Uncovering host-virus interactions with imaging-based reverse genetics
Advances in imaging and genomics have increased our ability to capture information in the form of images. Concurrent advances in machine learning have made it easier to extract quantitative information from biological imaging data. Combined, these advances have positioned images to be a universal data type for biology. In this talk, I discuss how these trends in technology can potentially accelerate our understanding of host-virus interactions. Using the latency decision in bacteriophage lambda as a model system, I show how imaging-based reverse genetics can reveal the host-virus interactions that underlie complex aspects of the viral life cycle. I also describe a new technology for performing similar imaging-based studies of mammalian viruses.

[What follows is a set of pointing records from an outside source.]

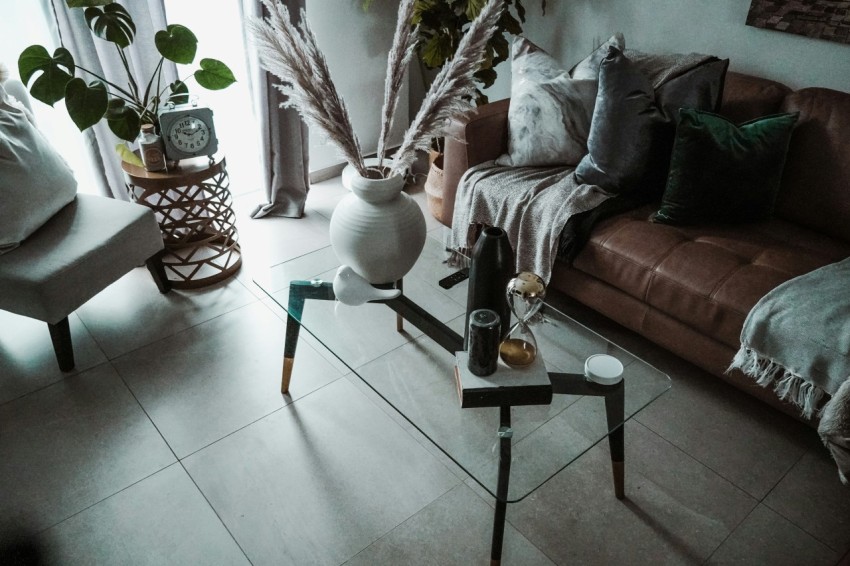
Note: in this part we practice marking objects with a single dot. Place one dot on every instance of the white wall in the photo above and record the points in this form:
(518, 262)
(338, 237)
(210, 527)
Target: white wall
(356, 44)
(572, 28)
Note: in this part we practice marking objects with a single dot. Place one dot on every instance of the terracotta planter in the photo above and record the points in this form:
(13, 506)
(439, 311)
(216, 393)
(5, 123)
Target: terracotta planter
(434, 183)
(377, 230)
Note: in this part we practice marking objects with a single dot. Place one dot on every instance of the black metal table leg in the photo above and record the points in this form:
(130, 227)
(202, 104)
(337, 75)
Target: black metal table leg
(615, 413)
(299, 292)
(505, 434)
(578, 384)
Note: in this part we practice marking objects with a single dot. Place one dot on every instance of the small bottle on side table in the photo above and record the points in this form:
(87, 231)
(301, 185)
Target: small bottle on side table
(151, 149)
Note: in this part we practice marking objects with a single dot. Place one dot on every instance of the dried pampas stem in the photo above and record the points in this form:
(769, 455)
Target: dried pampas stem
(445, 97)
(404, 45)
(295, 58)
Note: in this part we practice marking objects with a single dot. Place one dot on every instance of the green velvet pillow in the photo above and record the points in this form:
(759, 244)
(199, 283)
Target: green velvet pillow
(721, 172)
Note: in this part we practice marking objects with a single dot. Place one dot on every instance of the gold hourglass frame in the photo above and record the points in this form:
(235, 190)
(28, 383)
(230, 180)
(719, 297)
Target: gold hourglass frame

David Van Valen is an Assistant Professor in the Division of Biology and Bioengineering at the California Institute of Technology. His research group’s long-term interest is to develop a quantitative understanding of how living systems process, store, and transfer information, and to unravel how this information processing is perturbed in human disease states. To that end, his group leverages—and pioneers—the latest advances in imaging, genomics, and machine learning to produce quantitative measurements with single-cell resolution as well as predictive models of living systems. Prior to joining Caltech, he studied mathematics (BS 2003) and physics (BS 2003) at the Massachusetts Institute of Technology, applied physics (PhD 2011) at the California Institute of Technology, and medicine at the David Geffen School of Medicine at UCLA (MD 2013).